Travel Etiquette for Single Travelers

Social manners and travel etiquette are something to always keep in mind. When traveling as part of a singles group vacation, it’s especially important to follow the good advice of Emily Post, America’s grand dame of social etiquette, who once said that “Good manners reflect something from inside — an innate sense of consideration for others and respect for self.”

At Singles Travel Service, we begin our trips with a group orientation where we like to review the basics of appropriate travel etiquette for our brand of adventure. While our travelers almost always have the best manners, we know that reminders can be helpful, and it makes us feel good to know that we have covered the basics before we say bon voyage. We have found that this makes our guests comfortable, too, knowing that everyone is on the same page.

With that in mind, here is some helpful travel etiquette advice for anyone embarking on a singles travel vacation:

  1. Pack light. Not only do you not want to lug around more than you need, but, and this is especially true if you are sharing a room, you also don’t want to take up all the closet, dresser, and counter space with too many things.
  2. Respect your roommate.
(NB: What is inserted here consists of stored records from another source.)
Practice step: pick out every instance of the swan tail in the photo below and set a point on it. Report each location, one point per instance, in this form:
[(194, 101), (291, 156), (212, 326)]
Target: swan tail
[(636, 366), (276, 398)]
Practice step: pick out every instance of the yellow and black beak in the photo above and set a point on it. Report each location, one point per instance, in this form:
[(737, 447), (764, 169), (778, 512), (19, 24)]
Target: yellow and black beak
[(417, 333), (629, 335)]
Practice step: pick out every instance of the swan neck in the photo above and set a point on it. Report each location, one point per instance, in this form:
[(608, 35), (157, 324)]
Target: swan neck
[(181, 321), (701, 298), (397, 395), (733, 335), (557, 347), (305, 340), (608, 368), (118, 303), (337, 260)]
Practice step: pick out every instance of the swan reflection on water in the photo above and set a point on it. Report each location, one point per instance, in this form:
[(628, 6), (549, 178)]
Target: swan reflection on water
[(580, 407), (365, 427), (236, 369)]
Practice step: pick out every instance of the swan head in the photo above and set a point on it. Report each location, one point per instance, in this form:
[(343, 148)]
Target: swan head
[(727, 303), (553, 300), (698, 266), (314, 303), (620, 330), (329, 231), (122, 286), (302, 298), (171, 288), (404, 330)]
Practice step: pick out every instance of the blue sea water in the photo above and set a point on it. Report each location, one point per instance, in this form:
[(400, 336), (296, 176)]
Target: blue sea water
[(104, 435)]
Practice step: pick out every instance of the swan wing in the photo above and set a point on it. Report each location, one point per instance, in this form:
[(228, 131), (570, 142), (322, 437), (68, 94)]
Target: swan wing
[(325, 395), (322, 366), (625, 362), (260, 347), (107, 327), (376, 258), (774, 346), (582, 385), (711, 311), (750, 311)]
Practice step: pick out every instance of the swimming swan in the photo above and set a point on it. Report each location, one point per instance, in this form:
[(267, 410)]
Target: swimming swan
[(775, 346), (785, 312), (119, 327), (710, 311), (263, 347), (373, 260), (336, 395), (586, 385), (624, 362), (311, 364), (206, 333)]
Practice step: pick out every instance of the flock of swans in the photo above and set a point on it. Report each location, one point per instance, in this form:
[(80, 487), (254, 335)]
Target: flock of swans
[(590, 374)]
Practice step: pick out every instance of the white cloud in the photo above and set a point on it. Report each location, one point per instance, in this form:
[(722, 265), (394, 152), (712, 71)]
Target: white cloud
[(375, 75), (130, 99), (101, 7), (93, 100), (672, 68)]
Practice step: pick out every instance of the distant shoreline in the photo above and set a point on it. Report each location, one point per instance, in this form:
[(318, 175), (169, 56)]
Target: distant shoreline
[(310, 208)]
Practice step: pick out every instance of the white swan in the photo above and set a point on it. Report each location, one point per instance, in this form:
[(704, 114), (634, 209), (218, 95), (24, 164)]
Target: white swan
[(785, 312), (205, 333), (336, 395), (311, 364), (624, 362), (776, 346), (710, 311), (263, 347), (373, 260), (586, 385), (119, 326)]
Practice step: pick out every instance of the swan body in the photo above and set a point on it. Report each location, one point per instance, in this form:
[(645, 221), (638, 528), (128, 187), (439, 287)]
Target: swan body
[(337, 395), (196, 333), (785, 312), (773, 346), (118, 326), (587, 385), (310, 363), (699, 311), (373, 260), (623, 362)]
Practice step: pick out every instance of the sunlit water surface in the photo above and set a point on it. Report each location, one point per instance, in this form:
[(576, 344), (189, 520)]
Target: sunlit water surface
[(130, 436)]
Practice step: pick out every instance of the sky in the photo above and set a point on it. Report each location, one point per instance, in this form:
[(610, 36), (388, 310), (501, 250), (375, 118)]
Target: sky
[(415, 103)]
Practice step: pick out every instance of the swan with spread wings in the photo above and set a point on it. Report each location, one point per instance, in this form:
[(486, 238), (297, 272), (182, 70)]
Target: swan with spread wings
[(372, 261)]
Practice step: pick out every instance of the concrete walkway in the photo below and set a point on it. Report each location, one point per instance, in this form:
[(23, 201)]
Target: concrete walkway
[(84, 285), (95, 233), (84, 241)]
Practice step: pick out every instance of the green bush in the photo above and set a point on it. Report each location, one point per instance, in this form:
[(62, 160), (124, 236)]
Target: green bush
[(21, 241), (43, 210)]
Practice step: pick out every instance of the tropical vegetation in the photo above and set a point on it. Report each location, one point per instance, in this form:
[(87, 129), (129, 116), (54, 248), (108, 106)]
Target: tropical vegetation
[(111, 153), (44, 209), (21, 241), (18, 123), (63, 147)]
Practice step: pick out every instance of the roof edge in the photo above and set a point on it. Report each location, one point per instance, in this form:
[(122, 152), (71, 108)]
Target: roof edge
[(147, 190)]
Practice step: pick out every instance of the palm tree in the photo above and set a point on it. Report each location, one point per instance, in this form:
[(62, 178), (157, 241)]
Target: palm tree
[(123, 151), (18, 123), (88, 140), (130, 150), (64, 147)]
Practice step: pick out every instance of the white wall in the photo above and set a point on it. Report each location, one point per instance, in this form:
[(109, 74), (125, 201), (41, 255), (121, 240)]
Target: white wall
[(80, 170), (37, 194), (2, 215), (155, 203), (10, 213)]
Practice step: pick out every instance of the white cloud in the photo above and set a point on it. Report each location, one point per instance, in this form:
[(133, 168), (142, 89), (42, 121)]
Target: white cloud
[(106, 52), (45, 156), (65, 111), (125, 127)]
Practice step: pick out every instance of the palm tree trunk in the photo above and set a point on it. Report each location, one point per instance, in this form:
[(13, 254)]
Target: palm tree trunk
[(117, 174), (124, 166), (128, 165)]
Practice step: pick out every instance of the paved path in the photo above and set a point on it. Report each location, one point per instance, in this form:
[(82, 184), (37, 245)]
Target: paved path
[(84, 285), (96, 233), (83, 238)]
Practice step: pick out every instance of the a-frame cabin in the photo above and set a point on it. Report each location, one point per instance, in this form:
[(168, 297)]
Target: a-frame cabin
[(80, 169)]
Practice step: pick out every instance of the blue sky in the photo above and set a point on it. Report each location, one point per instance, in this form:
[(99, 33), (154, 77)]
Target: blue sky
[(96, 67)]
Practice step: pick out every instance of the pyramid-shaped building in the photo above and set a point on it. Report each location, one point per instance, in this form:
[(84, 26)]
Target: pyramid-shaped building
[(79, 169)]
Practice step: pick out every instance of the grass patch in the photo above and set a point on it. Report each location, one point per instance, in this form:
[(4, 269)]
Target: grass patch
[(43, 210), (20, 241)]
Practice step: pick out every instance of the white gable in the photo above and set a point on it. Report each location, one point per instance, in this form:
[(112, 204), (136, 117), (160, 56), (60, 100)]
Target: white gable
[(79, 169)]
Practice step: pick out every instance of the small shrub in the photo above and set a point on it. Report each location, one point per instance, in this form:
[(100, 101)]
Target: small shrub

Some travelers opt for a shared room, while others end up with one if it’s the only available choice. Either way, think about common courtesy stuff. If your roommate is sleeping in the room when you get back to it, keep the room lights low, dim the brightness on your phone or tablet, and be sure to wear headphones if listening to music or watching a movie. When getting ready for the day, work out a shower schedule — and keep the bathroom neat.
  3. Be on time. Always arrive on time for planned events and departures. The group should not have to wait on one person, causing travel delays and missed opportunities for everyone.
  4. Split the check. You know this from going out to dinner with friends and colleagues. No one wants to get into a nickel-and-dime discussion about who had the salmon and who had the steak. Some restaurants, especially in tourist destinations, are pros at offering separate checks. But when that’s not an option, ask your server to split the bill evenly. If you’ve had alcohol and others haven’t, ask add extra to your tab – or offer to pay the tip. And always be sure that everyone stays at the table until the bill is settled.
  5. Mind your alcohol intake. While it can be easy to get carried away when off the clock and in a new and interesting location, it is best to keep in mind that you are not with friends or family, and no one on a trip like this is prepared to take care of – or frankly put up with – an intoxicated guest.
  6. Keep the conversation light. You know what they say about politics and religion. (Avoid.)
  7. Stay positive. Everyone is on the trip to have a good time. There are always hiccups and glitches in travel, and some things might not quite meet your expectations. Always feel free to discuss concerns with your tour host, but try to not complain to your fellow travelers.
  8. And finally…. Many people opt for a singles group vacation because they want to take an adventure on their own with the security of a group. Others embark on one hoping to meet someone special – either for the long term or perhaps for just a spring fling. If meeting someone on a trip is one of your goals, and it doesn’t happen, try not to let it ruin your trip. Just enjoy the vacation. If you meet someone in the group, have a great time together. And if you meet someone outside of the group, keep your time together separate from the planned tour activities. Enjoy your new friend, but break away and do you own things. Group vacations include mostly paid, hosted events, and these activities cannot accommodate additional guests.